If we want to keep adding tokens to this sequence, we need some way to decide which sense of the word “have” should govern the selection of future tokens.
✋ Alright, hold up: I’ve been dancing around a certain key concept by using the following vague phrases:
“sense of the word”
“sense of the term”
“usage”
“meaning”
We’re missing a term here — something with a meaning along the lines of, “a concept or cluster of concepts that this particular sequence of words seems to point to or to be related to somehow.”
I think that term is “region of latent space”, so let’s stop and explore it before we fully leave Claude Shannon and next token prediction behind.
Latent space
If you’re not familiar with the concept of latent space, here are a few previous articles of mine where the concept is introduced in different contexts:
In this post, I’d like to reintroduce it in a slightly more precise manner using the “Mary had a…” example I’ve been developing.

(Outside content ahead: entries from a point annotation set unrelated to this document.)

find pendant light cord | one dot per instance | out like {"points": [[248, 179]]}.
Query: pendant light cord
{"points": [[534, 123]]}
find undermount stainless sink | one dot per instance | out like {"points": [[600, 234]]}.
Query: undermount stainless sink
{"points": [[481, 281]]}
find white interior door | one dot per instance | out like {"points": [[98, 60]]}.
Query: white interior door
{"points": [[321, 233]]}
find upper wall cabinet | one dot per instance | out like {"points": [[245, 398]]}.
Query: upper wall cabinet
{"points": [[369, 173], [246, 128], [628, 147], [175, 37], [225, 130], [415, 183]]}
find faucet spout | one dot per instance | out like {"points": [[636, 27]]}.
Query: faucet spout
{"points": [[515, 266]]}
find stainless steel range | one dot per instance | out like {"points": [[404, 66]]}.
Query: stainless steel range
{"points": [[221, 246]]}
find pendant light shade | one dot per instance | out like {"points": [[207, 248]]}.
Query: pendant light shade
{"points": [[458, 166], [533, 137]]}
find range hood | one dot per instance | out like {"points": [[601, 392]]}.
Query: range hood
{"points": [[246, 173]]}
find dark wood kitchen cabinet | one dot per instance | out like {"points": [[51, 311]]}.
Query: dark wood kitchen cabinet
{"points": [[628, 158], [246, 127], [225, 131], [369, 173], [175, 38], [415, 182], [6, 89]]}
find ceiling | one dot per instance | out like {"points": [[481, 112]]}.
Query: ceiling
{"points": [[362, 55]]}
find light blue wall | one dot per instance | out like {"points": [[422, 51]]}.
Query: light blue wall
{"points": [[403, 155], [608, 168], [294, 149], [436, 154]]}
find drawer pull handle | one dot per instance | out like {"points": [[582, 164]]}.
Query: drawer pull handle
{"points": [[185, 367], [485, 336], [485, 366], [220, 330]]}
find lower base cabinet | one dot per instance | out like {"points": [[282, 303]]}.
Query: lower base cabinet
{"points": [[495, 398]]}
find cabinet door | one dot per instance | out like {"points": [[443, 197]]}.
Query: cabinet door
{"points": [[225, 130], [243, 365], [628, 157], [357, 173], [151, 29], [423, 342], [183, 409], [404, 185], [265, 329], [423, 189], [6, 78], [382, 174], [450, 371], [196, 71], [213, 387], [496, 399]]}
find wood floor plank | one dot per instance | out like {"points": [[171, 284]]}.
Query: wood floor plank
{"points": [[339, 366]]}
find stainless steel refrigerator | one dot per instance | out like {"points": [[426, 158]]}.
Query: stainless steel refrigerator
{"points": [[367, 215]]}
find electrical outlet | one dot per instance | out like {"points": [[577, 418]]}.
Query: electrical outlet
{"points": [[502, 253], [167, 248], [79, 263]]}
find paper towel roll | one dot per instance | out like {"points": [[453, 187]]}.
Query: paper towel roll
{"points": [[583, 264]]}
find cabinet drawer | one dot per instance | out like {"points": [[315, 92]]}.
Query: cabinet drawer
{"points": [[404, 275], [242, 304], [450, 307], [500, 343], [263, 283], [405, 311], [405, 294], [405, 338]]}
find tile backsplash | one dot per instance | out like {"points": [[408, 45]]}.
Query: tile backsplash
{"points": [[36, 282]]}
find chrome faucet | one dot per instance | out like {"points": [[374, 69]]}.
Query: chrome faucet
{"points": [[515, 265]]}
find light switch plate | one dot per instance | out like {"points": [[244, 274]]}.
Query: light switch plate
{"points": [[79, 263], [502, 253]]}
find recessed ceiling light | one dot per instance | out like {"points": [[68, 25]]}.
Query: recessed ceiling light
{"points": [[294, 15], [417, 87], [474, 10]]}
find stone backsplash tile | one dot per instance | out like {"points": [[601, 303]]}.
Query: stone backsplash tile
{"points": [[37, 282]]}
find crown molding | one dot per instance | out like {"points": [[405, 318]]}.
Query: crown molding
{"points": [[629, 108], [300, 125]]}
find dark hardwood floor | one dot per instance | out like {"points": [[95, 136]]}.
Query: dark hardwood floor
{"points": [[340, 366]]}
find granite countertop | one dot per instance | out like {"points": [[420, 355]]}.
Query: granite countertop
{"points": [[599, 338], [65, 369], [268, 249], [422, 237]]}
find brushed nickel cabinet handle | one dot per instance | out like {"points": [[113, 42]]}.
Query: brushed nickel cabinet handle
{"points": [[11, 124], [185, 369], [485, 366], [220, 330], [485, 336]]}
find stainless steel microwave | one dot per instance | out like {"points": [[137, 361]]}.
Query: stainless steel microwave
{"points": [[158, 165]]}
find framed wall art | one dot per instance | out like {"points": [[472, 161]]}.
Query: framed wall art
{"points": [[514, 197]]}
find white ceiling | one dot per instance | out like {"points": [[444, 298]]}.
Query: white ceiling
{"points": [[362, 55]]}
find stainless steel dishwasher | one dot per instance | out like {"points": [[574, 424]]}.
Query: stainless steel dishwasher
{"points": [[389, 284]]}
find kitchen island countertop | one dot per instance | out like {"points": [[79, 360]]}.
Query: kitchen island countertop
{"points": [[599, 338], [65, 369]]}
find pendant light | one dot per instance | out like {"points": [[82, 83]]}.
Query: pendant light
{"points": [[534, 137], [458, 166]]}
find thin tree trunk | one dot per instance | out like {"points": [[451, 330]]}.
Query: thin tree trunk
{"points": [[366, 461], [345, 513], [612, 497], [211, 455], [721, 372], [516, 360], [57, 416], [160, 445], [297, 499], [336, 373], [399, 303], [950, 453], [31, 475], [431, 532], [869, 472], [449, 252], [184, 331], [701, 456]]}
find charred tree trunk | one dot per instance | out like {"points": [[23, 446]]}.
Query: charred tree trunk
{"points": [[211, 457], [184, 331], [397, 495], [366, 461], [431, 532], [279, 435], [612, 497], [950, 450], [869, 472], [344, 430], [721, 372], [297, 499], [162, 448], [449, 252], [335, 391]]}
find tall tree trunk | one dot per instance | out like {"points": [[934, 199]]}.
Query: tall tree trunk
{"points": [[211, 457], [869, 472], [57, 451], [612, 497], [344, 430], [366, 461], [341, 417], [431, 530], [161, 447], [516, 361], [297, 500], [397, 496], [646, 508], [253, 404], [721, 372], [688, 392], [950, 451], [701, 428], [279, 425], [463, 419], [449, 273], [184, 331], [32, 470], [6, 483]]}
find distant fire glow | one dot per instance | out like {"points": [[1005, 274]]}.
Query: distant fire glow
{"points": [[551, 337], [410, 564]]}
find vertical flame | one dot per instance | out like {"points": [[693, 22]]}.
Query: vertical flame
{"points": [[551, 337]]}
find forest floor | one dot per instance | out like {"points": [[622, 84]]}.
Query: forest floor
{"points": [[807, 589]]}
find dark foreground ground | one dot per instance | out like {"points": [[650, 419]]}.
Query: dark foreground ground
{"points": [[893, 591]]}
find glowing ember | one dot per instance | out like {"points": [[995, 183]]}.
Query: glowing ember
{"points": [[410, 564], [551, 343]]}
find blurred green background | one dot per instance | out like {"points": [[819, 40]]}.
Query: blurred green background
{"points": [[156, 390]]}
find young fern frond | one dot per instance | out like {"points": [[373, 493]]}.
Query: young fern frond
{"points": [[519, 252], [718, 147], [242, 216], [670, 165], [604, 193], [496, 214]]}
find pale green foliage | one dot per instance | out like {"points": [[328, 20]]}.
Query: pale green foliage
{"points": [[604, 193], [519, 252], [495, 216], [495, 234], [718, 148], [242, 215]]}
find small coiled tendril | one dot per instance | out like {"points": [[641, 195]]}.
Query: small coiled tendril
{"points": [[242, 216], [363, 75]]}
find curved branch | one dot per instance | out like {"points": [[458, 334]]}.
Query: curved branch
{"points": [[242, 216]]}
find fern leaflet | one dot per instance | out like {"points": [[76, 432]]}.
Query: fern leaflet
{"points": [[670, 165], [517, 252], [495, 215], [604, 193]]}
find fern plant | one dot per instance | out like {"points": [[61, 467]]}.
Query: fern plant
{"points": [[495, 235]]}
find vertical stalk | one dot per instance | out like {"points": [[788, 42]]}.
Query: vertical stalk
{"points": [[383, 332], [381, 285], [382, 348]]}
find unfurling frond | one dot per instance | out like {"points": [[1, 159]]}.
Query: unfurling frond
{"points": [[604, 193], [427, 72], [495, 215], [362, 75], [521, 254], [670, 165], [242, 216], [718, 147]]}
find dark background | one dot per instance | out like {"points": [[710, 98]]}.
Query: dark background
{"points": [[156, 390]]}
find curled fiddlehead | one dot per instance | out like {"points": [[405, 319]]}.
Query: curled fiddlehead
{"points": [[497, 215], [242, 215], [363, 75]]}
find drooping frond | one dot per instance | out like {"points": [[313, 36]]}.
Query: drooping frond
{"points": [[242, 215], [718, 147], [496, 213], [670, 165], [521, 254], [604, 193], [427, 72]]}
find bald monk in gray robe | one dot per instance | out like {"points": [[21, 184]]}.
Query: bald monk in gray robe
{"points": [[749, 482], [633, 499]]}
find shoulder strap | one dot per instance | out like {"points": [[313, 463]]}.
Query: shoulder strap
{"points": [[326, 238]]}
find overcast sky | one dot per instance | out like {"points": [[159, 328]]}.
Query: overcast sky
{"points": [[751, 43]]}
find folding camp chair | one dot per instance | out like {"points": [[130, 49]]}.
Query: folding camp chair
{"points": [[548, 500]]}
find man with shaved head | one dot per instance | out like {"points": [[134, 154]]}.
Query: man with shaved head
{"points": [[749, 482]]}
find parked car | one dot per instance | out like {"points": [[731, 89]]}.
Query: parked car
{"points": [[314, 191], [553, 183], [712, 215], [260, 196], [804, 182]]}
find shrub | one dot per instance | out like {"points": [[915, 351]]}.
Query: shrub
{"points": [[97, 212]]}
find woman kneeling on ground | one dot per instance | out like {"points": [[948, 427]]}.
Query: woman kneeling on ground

🧮 Technically speaking, latent space is a projection of shape in a higher-dimensional space to shape in a lower-dimensional space. Sort of like if you project a 3D cube onto a 2D plane, it makes a square.
Ok, what does that mean in English, though?
We must think of human language, both spoken and written, as extremely rich in data. To continue with our “Mary had a little lamb” example, we can greatly expand the number of possible meanings and nuances in that five-word phrase by adding a new token that means “emphasize this word.”
Consider the following variations on our phrase with emphasis added to a different word in each variation:
Mary had a little lamb. (But the other kids did not? Did they not have pets, or maybe they went hungry?)
Mary had a little lamb. (Presumably she doesn’t still have it, then? Or maybe she’s having something else now?)
Mary had a little lamb. (But not the little lamb… the one we’re talking about?)
Mary had a little lamb. (But not a big lamb? Or maybe not a lot of lamb?)
Mary had a little lamb. (As opposed to a little pony or some other animal? Or maybe as opposed to a little bit of some other type of food?)
So if we take our five words and our emphasis token (we should add the period as a stop token), then with just these seven tokens, there’s potentially a lot going on depending on the context.
Now imagine the corpus of 13 trillion tokens that GPT-4 was trained on, and you can start to grasp that if we were to plot each possible shade of meaning and degree of nuance in that corpus along its own axis, that would give us a space with an unmanageably high number of dimensions.
The idea of “latent space,” then, is that as the LLM is trained, it begins to group the inputs it’s seeing into higher-level abstractions that it can work with. If it sees many millions of sequences of words about pets, it begins to cluster those internally (via its weights) into something like a handful of related concepts that we humans would interpret as having to something to do with pets — pet food, domesticity, cats, dogs, houses, apartments, yards, collars, cages, and so on.
In other words, all of these many sentences about pets are collapsed or reduced or projected into a few points or regions of the model’s internal manifold of probabilities — which it uses to map inputs to outputs — that we might label as “the pet-ness regions of the model’s latent space” or just “the petness latents.”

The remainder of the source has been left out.